Data Manager supports one configuration option in AvroRecordReaderConfig:

enableLogicalTypes: Enable logical type conversions for specific Avro logical types, such as DECIMAL, UUID, DATE, TIME_MILLIS, TIME_MICROS, TIMESTAMP_MILLIS, and TIMESTAMP_MICROS.

  "enableLogicalTypes": "true"
}

For example, if the schema type is INT, logical type is DATE, the conversion applied is a TimeConversion, and the value is V; then a date is generated V days from epoch start.

Parquet

For Parquet files, Data Manager provides the ParquetRecordReaderConfig with customizable configurations in Data Manager.

Use Parquet Avro Record Reader:

    "useParquetAvroRecordReader" : "true"
}

When this config is used the parquet record reader used is: org.apache.pinot.plugin.inputformat.parquet.ParquetAvroRecordReader

Use Parquet Native Record Reader:

    "useParquetNativeRecordReader" : "true"
}

When this config is used the parquet record reader used is: org.apache.pinot.plugin.inputformat.parquet.ParquetNativeRecordReader

JSON

The JSONRecordReader isn't a supported record reader configuration, so no customizations are possible.

ORC

The ORCRecordReader in Pinot does not support a record reader config, hence no customizations are possible.

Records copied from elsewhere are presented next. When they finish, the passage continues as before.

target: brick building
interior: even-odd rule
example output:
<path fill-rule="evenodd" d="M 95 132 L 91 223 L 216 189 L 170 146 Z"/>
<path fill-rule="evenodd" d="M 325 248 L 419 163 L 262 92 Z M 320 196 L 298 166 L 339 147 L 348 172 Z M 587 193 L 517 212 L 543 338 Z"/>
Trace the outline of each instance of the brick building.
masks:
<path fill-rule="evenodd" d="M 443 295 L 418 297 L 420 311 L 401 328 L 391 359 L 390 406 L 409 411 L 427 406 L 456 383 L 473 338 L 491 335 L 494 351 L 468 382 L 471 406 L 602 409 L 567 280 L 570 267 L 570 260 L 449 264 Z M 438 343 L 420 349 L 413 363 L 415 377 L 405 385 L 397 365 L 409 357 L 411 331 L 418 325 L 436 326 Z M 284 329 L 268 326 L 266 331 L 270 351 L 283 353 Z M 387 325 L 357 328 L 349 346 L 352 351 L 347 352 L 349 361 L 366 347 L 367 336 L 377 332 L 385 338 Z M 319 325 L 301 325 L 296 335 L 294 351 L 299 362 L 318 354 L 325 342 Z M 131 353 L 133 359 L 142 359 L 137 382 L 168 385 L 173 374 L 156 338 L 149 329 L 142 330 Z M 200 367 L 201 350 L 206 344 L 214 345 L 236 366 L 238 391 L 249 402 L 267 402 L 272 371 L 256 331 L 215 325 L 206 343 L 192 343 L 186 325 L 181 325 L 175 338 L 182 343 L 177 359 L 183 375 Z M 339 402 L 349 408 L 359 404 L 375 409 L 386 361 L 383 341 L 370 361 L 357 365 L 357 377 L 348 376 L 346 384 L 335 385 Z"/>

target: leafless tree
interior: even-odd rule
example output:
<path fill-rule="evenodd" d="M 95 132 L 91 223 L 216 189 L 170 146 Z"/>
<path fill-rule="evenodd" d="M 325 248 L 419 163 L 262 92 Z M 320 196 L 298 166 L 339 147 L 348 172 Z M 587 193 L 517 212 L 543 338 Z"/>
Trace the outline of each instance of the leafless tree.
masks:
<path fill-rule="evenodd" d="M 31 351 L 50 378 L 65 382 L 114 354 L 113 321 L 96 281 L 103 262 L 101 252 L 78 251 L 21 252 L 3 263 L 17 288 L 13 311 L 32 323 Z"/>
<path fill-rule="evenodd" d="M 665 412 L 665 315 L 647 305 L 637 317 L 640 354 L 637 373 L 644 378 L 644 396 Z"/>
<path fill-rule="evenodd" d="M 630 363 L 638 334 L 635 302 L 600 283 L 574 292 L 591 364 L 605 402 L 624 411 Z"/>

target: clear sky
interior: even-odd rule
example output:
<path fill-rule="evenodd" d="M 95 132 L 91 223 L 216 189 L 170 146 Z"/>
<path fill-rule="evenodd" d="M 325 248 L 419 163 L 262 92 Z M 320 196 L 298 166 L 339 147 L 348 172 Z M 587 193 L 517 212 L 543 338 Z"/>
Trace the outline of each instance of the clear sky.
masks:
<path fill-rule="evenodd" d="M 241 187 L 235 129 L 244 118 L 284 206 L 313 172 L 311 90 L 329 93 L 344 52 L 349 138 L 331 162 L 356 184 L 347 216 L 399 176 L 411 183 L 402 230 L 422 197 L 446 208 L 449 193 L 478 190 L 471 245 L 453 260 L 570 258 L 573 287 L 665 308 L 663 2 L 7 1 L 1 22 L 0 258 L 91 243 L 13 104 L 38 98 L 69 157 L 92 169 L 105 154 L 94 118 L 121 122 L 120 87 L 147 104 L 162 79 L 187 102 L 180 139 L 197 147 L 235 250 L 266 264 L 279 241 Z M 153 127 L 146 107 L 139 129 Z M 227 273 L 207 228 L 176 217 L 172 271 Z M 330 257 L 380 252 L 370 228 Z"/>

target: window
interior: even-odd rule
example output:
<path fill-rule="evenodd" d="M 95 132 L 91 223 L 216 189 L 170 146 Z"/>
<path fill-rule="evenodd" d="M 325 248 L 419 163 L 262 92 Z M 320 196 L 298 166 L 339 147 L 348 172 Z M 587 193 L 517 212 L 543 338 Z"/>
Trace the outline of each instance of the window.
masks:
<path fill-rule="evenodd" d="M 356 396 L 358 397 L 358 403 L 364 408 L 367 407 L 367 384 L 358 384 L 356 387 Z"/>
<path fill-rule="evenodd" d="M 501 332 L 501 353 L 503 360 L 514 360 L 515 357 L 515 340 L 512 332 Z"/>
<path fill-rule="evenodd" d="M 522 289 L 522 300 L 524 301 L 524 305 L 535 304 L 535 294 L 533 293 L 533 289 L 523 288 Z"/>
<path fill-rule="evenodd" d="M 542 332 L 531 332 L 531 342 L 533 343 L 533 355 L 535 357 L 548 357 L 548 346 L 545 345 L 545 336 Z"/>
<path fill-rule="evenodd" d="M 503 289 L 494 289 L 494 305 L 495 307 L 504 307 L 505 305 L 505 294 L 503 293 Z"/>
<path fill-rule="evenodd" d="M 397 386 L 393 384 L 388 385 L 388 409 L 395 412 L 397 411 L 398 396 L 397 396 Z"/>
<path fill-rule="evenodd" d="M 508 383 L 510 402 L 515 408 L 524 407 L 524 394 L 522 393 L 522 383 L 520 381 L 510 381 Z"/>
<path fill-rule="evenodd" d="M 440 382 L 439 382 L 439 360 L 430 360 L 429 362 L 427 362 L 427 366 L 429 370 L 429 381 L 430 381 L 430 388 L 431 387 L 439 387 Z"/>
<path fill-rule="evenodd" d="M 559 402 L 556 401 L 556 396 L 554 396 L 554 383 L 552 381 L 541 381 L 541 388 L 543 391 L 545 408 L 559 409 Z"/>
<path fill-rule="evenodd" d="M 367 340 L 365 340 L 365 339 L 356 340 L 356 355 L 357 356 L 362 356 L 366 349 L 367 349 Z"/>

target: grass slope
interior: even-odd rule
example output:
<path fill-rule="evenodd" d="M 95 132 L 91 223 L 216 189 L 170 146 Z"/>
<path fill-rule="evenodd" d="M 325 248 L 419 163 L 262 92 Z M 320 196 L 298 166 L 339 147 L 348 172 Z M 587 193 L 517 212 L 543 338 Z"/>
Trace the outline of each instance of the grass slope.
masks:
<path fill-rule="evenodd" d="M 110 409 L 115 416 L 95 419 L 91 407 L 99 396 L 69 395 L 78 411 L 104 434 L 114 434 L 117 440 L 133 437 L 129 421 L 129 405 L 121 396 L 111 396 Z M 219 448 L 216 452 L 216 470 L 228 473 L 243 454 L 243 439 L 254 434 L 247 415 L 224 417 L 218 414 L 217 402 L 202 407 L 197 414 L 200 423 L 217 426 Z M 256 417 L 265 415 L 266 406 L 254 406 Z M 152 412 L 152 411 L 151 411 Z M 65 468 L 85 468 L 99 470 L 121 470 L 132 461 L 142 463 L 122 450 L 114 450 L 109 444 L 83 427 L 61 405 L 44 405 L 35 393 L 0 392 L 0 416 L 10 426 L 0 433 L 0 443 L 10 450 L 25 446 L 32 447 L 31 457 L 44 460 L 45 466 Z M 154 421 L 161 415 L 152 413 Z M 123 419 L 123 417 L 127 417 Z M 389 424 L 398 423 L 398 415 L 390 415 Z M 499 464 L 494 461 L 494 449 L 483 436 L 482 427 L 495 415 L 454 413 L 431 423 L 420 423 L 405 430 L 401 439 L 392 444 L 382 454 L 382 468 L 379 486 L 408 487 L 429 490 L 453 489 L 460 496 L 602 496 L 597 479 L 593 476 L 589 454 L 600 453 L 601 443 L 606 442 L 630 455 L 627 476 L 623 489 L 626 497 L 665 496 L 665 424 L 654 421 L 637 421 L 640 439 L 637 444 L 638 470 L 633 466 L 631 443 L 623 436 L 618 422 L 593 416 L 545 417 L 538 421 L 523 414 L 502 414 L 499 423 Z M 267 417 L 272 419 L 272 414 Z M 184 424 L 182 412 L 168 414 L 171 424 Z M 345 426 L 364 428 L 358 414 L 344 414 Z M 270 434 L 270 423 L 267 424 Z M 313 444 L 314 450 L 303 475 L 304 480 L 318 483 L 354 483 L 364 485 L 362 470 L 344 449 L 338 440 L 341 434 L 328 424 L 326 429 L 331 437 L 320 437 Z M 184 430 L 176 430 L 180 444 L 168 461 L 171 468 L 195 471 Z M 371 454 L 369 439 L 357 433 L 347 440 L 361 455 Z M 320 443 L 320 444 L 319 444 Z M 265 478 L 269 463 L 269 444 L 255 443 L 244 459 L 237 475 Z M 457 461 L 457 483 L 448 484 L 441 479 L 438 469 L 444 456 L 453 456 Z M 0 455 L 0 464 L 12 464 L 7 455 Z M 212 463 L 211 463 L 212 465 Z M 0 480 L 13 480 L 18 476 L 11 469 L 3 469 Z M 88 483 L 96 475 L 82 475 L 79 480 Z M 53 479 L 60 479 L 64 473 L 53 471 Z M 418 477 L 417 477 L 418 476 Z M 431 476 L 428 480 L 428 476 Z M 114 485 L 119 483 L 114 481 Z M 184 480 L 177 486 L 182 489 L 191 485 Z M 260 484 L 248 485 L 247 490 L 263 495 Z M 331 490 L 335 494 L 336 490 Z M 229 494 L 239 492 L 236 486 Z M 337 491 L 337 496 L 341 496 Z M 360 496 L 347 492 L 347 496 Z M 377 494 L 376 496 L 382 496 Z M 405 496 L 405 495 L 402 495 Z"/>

Streaming ingestion from Kafka

AVRO

The configurations for Kafka streaming ingestion are similar to those described in the Batch Ingestion section.

JSON

No specific record reader config is available for JSON in the streaming ingestion context.

PROTO

ProtoBufRecordReaderConfig exists in Pinot and the following configuration is possible.

  "descriptorFile": "/path/to/descriptor/file"
}

Streaming ingestion from Kinesis

AVRO

Similar to Kafka streaming ingestion, the configurations for AVRO in Kinesis streaming ingestion are similar to those described in the Batch Ingestion section.

JSON

No specific record reader config is available for JSON in the Kinesis streaming ingestion context.

SQL ingestion from BigQuery

RecordReader configs are not applicable for this data source. DataManager UI does not expose a RecordReader config for this data source.

SQL ingestion from Snowflake

RecordReader configs are not applicable for this data source. DataManager UI does not expose a RecordReader config for this data source.